Pour obtenir des algorithmes de détection génériques adaptés à tous les types d’images, Agnès Desolneux, Lionel Moisan et Jean-Michel Morel ont proposé la méthodologie a contrario [DMM00b], qui ne cherche pas à estimer explicitement l’apparence des objets dans l’image. L’objectif initial était de donner une formalisation mathématique à la théorie de la Gestalt [Des00], et les premiers travaux se sont attachés à détecter des groupements géométriques correspondants à des gestalts partielles, comme des alignements ou des contours. Cette méthodologie se base sur un principe énoncé par Helmholtz, selon lequel plus une structure a une probabilité faible d’être le résultat du hasard, plus elle est perceptible par notre système visuel.
Outre ces motivations phénoménologiques, le raisonnement a contrario s’est montré utile par la suite pour des applications dépassant le cadre initial de la théorie de la Gestalt (voir la section 1.3). Appliquée à la détection d’objets au sens large, la méthodologie consiste tout d’abord à identifier une ou plusieurs mesures discriminantes dont on suppose a priori que plus leurs valeurs sont grandes, plus il y a de chances qu’un objet soit présent. L’information perceptuelle portée par les mesures est ensuite quantifiée par le principe de Helmholtz en calculant la probabilité d’obtenir des valeurs aussi grandes par hasard. Plus cette probabilité est faible, et plus l’objet est perceptuellement saillant. Les objets peuvent alors être détectés en recherchant les candidats dont les mesures sont statistiquement trop élevées pour être accidentelles. Ainsi, seul un modèle du hasard également appelé modèle a contrario est nécessaire pour quantifier statistiquement la confiance dans la présence d’un objet.
Nous continuons ce chapitre par une formalisation mathématique plus précise de la méthodologie a contrario, qui reprend les concepts de l’ouvrage de référence [DMM08], mais avec une formulation parfois différente. Nous ferons ensuite un tour d’horizon des travaux a contrario existants, qui sont tous basés sur le cadre purement analytique établit par [DMM00b]. Nous montrerons cependant que les calculs purement analytiques permettent difficilement de combiner plusieurs mesures discriminantes ou d’utiliser des heuristiques de recherche de candidats dirigées par les données .

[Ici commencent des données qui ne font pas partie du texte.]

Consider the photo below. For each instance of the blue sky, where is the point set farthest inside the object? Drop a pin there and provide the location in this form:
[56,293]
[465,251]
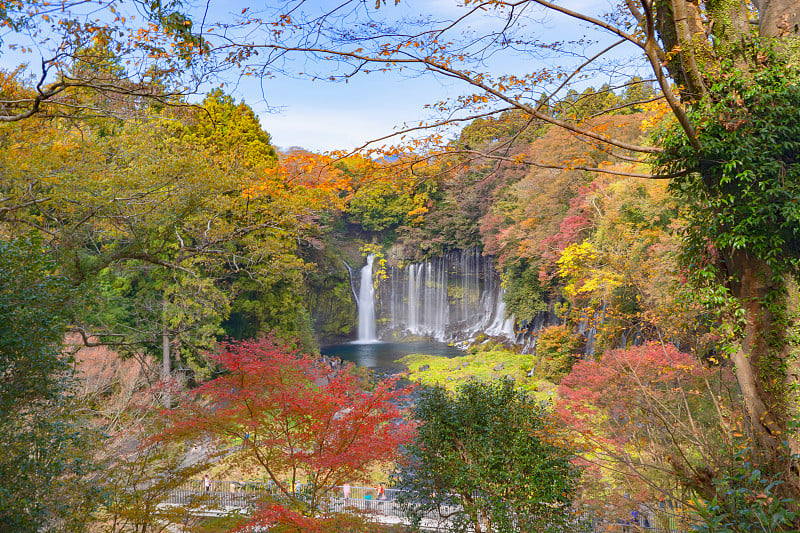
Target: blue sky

Formalisation mathématique
Notion de PFA
Plusieurs éléments sont nécessaires pour raisonner a contrario :
– Un ensemble de mesures discriminantes, représentées par des variables aléatoires. Une variable est dite discriminante si plus elle est grande, plus il y a de chance qu’un objet soit présent.
– Éventuellement, un ensemble de mesures non discriminantes, représentées également par des variables aléatoires. Nous les appellerons par la suite variables conditionnantes, car elles vont servir à prendre en compte le contexte pour évaluer le degré de confiance statistique associé aux variables discriminantes.
– Un modèle a contrario permettant d’estimer la distribution des variables sous l’hypothèse H0 où leurs valeurs sont le résultat du hasard.
Exemple , nous illustrons les concepts de cette section par une application dont le but est de détecter des taches noires rectangulaires dans une image. Pour cet exemple, il est naturel de prendre comme variable discriminante le nombre K de pixels noirs dans un rectangle : plus il est grand, plus il y a de chances pour qu’une tache noire soit présente. La significativité perceptuelle du nombre de pixels noirs d’un rectangle donné dépend de la densité globale PN de pixels noirs sur l’image et de la taille L du rectangle, nous prenons donc ces deux mesures comme variables conditionnantes. Nous considérons enfin comme modèle a contrario un modèle où les pixels sont spatialement indépendants et identiquement distribués. Ainsi, les taches noires seront détectées à partir du moment où la concentration de pixels noirs est trop forte pour être le résultat d’un arrangement spatial accidentel de pixels.
Il est supposé a priori que plus les variables discriminantes sont grandes, plus un objet a de chances d’être présent. En s’appuyant sur le principe de Helmholtz, la significativité perceptuelle de l’objet pour une observation candidate w peut alors être estimée en calculant la probabilité que les variables discriminantes soient aussi grandes que celles de w par hasard.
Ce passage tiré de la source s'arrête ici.